Our first visualisation set-up involved a simple 300nm fluourescent tube. Note that ultraviolet light at this frequency (UVB) is carcinogenic! Ensure that your eyes are suitably covered, and no skin is exposed, when using the visualiser.

Visualisers are also available on eBay. Unfortunately 300nm visualisers are rather expensive. You can avoid the expense by using a visualisation agent which uses a different frequency of light, such as sybr-safe -- but the increased cost of sybr-safe will eventually offset this savings.

Pipettes

Perhaps the most-used tool in mol bio. You will need several. We tend to use 10, 20, 50, and 100 ul volume pipettes most often. The standard brand is Gilson; these (and knock-offs) are available on eBay.

Pipettes are non-disposable but use disposable tips, which are made of plastic. Different brands (and different pipette volumes) require different sizes of tip.

Autoclave

For sterilizing labware and inactivating living material. We started with a pressure cooker, but autoclaves often come with useful features, such as a vacuum cycle for more effective sterilisation of porous material.
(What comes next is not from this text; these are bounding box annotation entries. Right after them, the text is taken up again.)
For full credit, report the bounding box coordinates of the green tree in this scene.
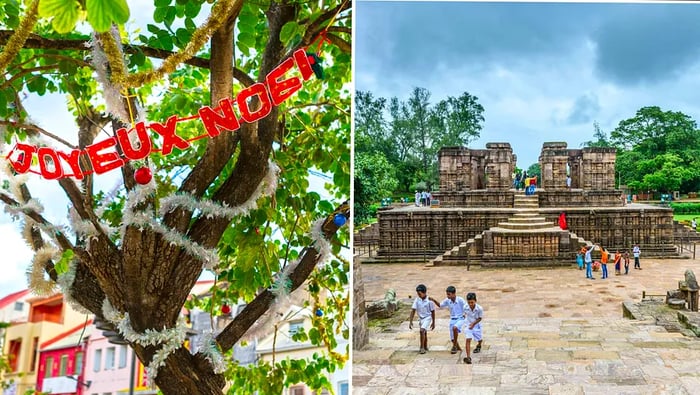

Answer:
[353,152,398,223]
[527,163,542,183]
[0,0,351,394]
[610,107,700,192]
[582,121,613,147]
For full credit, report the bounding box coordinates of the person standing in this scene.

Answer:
[632,244,642,270]
[600,247,610,280]
[584,244,595,280]
[408,284,435,354]
[464,292,484,364]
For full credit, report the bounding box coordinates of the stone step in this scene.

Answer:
[491,222,561,232]
[508,215,546,223]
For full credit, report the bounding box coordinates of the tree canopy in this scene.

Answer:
[0,0,351,394]
[610,106,700,193]
[354,87,484,221]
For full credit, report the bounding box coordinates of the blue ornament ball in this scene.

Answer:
[333,214,347,227]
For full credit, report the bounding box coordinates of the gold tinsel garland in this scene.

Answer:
[100,0,241,89]
[0,0,39,72]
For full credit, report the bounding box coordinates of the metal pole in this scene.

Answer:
[129,349,136,395]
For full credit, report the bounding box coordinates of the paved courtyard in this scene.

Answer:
[353,259,700,395]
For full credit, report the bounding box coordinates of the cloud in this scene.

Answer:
[0,220,34,297]
[592,4,700,85]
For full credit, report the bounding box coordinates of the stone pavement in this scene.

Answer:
[353,259,700,395]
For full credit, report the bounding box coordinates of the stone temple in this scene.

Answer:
[375,142,678,266]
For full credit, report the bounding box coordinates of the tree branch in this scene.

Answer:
[0,30,255,87]
[216,202,350,352]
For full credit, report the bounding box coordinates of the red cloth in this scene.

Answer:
[559,213,566,230]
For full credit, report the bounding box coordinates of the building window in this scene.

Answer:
[105,347,114,370]
[92,349,102,372]
[29,336,39,372]
[338,381,349,395]
[8,339,22,372]
[44,357,53,378]
[119,345,127,369]
[73,352,83,375]
[289,385,305,395]
[289,321,304,337]
[58,354,68,376]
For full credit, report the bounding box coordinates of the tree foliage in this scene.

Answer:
[354,87,484,223]
[610,106,700,193]
[0,0,351,394]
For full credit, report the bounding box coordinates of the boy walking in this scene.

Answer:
[615,250,622,276]
[463,292,484,364]
[429,285,467,354]
[600,247,610,280]
[584,244,595,280]
[632,244,642,270]
[408,284,435,354]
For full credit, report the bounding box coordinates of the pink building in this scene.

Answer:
[84,328,157,395]
[36,320,92,395]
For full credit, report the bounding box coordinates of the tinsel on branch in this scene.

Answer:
[57,259,92,314]
[197,331,226,373]
[101,1,238,89]
[0,0,39,74]
[102,298,187,381]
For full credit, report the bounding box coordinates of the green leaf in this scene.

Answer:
[238,32,255,48]
[280,21,299,45]
[39,0,80,33]
[54,250,74,274]
[86,0,129,32]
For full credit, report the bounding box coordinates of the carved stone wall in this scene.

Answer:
[438,143,515,192]
[582,147,615,191]
[378,206,675,258]
[539,143,569,190]
[352,255,369,350]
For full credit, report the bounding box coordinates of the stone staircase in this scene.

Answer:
[427,194,591,266]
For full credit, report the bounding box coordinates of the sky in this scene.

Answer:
[354,0,700,168]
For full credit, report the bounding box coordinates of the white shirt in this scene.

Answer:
[440,296,467,318]
[413,296,435,318]
[465,303,484,324]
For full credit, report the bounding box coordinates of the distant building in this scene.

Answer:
[256,305,350,395]
[3,294,85,394]
[84,328,157,395]
[36,320,92,395]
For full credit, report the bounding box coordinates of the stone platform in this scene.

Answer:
[352,259,700,395]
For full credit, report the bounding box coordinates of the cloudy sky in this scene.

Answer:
[354,0,700,167]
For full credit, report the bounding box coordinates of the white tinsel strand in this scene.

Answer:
[86,33,131,124]
[27,245,61,296]
[160,161,279,223]
[57,259,92,314]
[95,181,124,218]
[5,199,44,220]
[197,331,226,373]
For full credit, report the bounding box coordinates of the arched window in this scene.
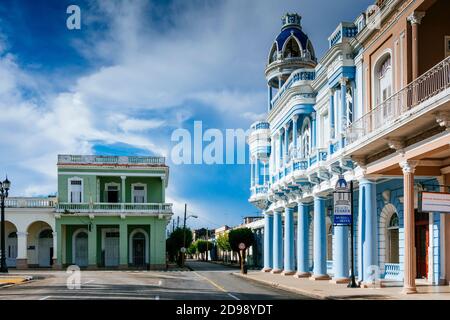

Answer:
[283,37,300,58]
[386,213,400,263]
[302,121,311,158]
[327,224,333,261]
[269,43,277,63]
[374,54,392,105]
[306,39,316,60]
[39,229,53,239]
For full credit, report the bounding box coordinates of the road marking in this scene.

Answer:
[194,271,239,300]
[228,292,241,300]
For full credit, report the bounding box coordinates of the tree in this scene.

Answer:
[196,239,209,261]
[228,228,255,273]
[217,233,231,260]
[166,228,192,265]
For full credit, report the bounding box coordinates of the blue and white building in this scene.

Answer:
[248,0,450,291]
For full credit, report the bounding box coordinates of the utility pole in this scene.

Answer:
[347,180,361,288]
[181,203,187,267]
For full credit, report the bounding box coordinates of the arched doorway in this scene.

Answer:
[72,229,88,267]
[386,213,400,263]
[38,229,53,267]
[129,228,149,267]
[5,231,17,267]
[0,221,17,267]
[132,232,145,267]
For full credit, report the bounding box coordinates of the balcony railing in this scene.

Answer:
[5,197,56,208]
[58,155,165,165]
[346,56,450,144]
[56,202,172,214]
[384,263,402,280]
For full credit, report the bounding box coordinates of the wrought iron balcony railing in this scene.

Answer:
[56,202,172,214]
[58,155,165,165]
[346,57,450,144]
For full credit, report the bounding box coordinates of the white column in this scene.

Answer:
[52,232,58,261]
[120,176,127,203]
[17,231,28,259]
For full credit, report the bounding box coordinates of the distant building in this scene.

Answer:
[5,155,172,269]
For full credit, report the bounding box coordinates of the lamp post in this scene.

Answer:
[181,203,198,267]
[0,177,11,273]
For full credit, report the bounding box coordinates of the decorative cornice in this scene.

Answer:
[399,160,419,174]
[386,137,406,151]
[436,112,450,131]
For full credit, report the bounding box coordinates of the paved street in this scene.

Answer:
[0,261,312,300]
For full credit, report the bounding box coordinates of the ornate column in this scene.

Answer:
[87,223,97,269]
[311,196,330,280]
[296,202,310,278]
[284,122,289,165]
[283,207,295,276]
[250,156,255,187]
[358,178,378,282]
[262,212,273,272]
[292,115,298,152]
[400,161,417,294]
[52,231,59,269]
[271,211,283,273]
[16,231,28,269]
[120,176,125,203]
[332,225,350,283]
[270,133,278,174]
[254,158,261,185]
[328,88,336,139]
[267,85,272,111]
[277,128,283,169]
[339,77,348,133]
[408,11,425,80]
[119,221,128,269]
[311,112,317,149]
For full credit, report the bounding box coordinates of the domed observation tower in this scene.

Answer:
[265,13,317,110]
We currently use a Prestige classic Autoclave

Laminar flow cabinet or hood

To prevent contamination of samples. These force air through a HEPA filter onto the sample in a laminar flow, ensuring that the only air touching the sample is filtered. Flow hoods additionaly create a closed cycle of air, preventing aerosolised samples from contaminating the rest of the lab. Our current flow cabinet is home-made. We have plans to turn it into a flow hood.

Refrigerator and freezer

Storing reagents and bacteria in a fridge or freezer keeps them viable for longer. We currently use standard mini fridges (at 4 C) and mini freezers (at around -20 C). A -80 C freezer is the best option for long-term storage, but these are large and expensive both to buy and to run, so we don't use one.

Incubator

Incubators maintain a constant temperature and are ideal for growing bacterial colonies (among other things). If you are planning on culturing in liquid media (such as lb broth) you should look for a shaking incubator, which has a shaking platform to keep the liquid moving. If you are culturing in petri dishes shaking is not necessary.

Our first incubator was home-made from an ice box, an Arduino, a temperature sensor, and a heat lamp. Current incubators are donated.

Reagents and disposables

Agarose

Agarose is purified, very fine, high-quality agar. It is used for making agarose “gels” for gel electrophoresis.

Autoclave tape

Changes colour when autoclaving was successful (i.e. 15 minutes at 121 degrees C)

Pipette tips

You will go through these very rapidly. Note that pipettes of differing maximum volume tend to require different size tips.

Glasswear

You can't have too little. We use a lot of 500ml beakers. If you will be growing living things, you will want closeable jars.

Plastics

  • Petri dishes: we use plastic ones between 80 and 140mm.

Chemicals for aseptic procedure, inactivation, and disposal

We use 70% ethanol solution as disinfectant.

For general lab disposal we have settled on Virkon (in a "kill bin"). For inactivation of ethidium bromide (or equipment contaminated by it), we use bleach as part of the Armour protocol. GMOs are autoclaved.